A $280 million fibre-to-the-premises (FTTP) rollout to all NSW public schools and TAFE institutions is expected to be completed by the end of the year, Minister for Education and Training, Verity Firth announced this week.
The Telstra-backed rollout has reached 95 per cent completion, with a total 4,500 kilometres of optic fibre being rolled out to more than 2,400 sites since . Schools were targeted to receive connections of between 4 megabits per second (Mbps) and 100Mbps depending on requirements, though some reported external WAN connections of up 1 gigabit per second (Gbps).
Despite the finalisation of the project later this year, the $280 million contract is expected to last a further three years.
Former department chief information officer, Stephen Wilson, signalled the importance of the rollout earlier this year as a coping measure for the exponential increases in usage by students and staff. In March, he reported average data usage of 100 terabytes (TB) per month, and indicated expectations this could double by the end of the year.
That traffic surged has been directly linked to the rollout of 66,000 laptops to teachers and Year Nine students under the Federal Government’s $2.2 billion Digital Education Revolution initiative. Wilson told CIO the department now had to cope with 500,000 devices in total across the network, many of which accessed the network through one of 22,000 wireless access points also distributed across schools over the past year.
However, Wilson left his posting as CIO at the department after five years to become Qantas’ head of technology, leaving the role wide open.
In addition to the fibre rollout, the department signed a separate $70 million contract with Telstra to double its total bandwidth capacity from headquarters to schools to 4Gbps, through two new trunks to be rolled out, which had also been completed according to a Telstra spokesperson.
“We expected to run out of capacity and indeed that is the case… this is explosive growth by any means,” Wilson said at a Sydney conference earlier in the year.

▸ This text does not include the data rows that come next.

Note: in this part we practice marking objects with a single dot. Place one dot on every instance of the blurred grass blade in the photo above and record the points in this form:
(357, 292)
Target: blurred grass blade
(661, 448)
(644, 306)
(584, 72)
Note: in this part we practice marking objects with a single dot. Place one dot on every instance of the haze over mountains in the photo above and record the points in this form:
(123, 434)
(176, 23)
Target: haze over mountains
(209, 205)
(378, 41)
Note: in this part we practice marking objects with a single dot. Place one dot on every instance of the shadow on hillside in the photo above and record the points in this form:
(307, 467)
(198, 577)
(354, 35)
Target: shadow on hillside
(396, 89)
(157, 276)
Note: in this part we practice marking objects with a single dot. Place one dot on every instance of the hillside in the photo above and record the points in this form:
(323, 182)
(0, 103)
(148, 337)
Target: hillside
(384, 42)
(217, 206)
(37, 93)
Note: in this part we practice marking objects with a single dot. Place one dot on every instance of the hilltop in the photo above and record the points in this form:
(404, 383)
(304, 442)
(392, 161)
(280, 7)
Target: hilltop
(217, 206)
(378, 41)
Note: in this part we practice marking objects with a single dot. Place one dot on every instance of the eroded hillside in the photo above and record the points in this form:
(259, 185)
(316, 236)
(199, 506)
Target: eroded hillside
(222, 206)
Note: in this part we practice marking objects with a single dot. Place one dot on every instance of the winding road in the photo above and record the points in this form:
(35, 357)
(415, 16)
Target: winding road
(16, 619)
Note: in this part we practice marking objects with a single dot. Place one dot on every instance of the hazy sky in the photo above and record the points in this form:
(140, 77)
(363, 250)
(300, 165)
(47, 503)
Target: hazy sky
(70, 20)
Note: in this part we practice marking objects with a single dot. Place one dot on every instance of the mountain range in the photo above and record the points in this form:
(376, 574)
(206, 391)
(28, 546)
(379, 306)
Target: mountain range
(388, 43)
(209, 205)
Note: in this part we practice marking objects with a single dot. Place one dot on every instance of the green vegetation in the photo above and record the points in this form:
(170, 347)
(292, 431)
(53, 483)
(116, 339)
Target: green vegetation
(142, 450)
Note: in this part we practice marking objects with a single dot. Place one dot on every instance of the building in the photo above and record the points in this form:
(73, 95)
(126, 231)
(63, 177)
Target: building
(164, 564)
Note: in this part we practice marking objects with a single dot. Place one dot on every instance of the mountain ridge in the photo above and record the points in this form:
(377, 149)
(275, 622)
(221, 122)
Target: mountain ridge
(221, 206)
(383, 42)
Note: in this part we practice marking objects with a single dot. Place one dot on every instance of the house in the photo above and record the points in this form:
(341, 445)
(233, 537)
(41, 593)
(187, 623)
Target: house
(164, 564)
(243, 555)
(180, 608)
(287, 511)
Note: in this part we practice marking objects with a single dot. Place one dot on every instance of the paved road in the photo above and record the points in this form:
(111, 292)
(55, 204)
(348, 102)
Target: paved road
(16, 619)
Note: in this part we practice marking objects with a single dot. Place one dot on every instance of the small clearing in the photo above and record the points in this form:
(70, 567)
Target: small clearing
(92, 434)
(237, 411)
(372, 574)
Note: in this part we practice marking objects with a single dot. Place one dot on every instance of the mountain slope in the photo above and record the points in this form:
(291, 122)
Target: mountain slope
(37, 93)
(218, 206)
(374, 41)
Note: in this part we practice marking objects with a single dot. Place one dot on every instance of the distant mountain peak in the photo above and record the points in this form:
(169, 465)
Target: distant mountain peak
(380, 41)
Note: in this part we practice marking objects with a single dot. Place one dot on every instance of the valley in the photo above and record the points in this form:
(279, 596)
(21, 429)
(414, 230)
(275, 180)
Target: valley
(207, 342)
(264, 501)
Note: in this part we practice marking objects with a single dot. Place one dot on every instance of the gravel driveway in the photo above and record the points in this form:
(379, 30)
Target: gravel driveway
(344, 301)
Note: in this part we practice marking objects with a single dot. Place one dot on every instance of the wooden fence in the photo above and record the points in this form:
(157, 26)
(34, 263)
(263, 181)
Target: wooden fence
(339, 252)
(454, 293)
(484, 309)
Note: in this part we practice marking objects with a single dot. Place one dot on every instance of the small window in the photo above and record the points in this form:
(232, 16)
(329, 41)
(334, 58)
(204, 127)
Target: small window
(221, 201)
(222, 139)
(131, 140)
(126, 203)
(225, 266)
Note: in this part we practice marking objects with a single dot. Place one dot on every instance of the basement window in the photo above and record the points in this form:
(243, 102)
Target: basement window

The fibre rollout is also expected to boost use of technology within the classroom, as the $158 million Connected Classrooms program sees the rollout of new interactive whiteboards and experiments continue with high definition video conferencing across classes and for distance students.
“Only ten contracted schools now remain and we expect those sites to be connected by the end of this year – which is still within schedule,” Firth said in a statement. “The infrastructure rollout has now been officially met having exceeded the contracted target of 95% completion.”